Grodzisk Mazowiecki, Poland (b. 1945)

Ewa Partum, "Change," 1974
Ewa Partum, "Modify," 1974

Ewa Partum Courtesy of Galerie M+R Fricke, Berlin / Bildrecht, Vienna, 2015 / SAMMLUNG VERBUND, Vienna

Fed upwards with the discrimination she felt every bit a adult female performance artist, Ewa Partum began to comprise her naked trunk into her work. Although many critics were quick to label this a maneuver of egocentrism rather than thoughtfulness, Partum expressed vehemently her want to transform her self and body into a work of art in club to dismantle the perception that a woman'south body was a sexual object or a thing of nature. She was a signifier, a field of study, in control of her torso, work and life.

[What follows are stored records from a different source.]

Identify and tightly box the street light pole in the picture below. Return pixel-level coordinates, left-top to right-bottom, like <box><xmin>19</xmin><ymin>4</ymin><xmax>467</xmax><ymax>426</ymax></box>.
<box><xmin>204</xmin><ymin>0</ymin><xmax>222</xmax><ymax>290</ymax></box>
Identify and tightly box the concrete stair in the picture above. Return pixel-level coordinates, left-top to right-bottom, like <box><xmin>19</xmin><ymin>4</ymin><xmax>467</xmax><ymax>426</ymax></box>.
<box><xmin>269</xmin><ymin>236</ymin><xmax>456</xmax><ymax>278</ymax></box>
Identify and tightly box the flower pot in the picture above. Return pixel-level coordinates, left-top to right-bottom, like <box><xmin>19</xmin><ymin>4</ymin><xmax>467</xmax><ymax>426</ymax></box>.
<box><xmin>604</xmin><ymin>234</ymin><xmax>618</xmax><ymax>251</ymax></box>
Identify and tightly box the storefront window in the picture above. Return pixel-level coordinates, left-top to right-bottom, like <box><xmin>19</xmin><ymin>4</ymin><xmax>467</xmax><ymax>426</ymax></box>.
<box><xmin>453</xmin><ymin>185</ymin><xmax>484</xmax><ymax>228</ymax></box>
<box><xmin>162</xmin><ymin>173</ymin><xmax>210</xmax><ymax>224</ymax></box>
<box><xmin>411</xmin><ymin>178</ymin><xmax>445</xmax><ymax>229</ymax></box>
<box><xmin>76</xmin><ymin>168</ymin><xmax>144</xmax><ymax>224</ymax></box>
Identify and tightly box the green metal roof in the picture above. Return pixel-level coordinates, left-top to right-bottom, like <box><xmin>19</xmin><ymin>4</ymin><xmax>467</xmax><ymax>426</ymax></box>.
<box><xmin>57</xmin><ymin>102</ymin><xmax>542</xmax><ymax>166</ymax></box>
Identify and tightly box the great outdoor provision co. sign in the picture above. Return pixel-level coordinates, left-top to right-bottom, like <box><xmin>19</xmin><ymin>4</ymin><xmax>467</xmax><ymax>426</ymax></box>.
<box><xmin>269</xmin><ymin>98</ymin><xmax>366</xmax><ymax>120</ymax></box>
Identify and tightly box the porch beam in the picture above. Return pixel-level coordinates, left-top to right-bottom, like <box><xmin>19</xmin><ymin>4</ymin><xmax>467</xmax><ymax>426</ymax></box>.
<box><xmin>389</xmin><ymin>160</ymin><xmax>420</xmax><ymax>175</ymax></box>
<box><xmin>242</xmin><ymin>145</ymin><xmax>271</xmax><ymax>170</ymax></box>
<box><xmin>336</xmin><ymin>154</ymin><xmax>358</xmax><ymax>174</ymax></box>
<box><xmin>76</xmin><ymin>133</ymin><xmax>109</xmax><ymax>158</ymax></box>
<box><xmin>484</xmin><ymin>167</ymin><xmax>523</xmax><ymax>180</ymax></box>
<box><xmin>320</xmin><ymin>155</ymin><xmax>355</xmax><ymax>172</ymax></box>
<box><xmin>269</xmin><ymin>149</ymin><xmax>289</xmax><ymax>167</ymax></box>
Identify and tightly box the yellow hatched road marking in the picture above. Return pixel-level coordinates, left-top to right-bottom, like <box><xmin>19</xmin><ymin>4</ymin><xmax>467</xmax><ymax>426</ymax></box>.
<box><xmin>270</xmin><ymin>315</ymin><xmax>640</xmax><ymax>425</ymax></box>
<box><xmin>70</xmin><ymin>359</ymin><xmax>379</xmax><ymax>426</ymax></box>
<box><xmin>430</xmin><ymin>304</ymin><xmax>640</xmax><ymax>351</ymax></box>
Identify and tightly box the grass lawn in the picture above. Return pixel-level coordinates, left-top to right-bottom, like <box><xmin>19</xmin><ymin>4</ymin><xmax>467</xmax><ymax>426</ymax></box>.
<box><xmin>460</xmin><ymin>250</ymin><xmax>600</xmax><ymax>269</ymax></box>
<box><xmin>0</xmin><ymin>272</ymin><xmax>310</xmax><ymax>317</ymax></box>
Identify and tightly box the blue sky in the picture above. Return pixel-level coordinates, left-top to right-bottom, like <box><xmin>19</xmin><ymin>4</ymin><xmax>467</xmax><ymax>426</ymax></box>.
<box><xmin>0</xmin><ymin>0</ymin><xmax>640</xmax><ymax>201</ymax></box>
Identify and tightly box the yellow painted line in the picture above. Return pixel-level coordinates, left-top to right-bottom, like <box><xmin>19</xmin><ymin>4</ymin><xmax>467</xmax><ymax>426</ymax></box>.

Partum'southward work often revolved effectually language, poetry, women'south bodies, and the intersections between them. For her first feminist slice, 1971'southward "Lipstick Pictures," Partum took prints of her lips while mouthing particular letters, then combined the images to spell out words similar "fine art" and "honey." The piece laid blank the physicality of language, non to mention the femininity, relishing the similarity between women'southward lips and their ballocks.

In "Modify," featured higher up, Partum enlisted a makeup artist to, in front of an audience and on camera, apply makeup to historic period half of her face. Past artificially aging a portion of her face, Partum addressed the standards of beauty established and perpetuated by men, that deem women undesirable as they abound older. She eventually plastered the image on posters which were spread effectually socialist Poland along with the words "My problem is the problem of a adult female."

"Feminist Advanced of the 1970s" runs until Jan. 15, 2017 at The Photographer'due south Gallery in London.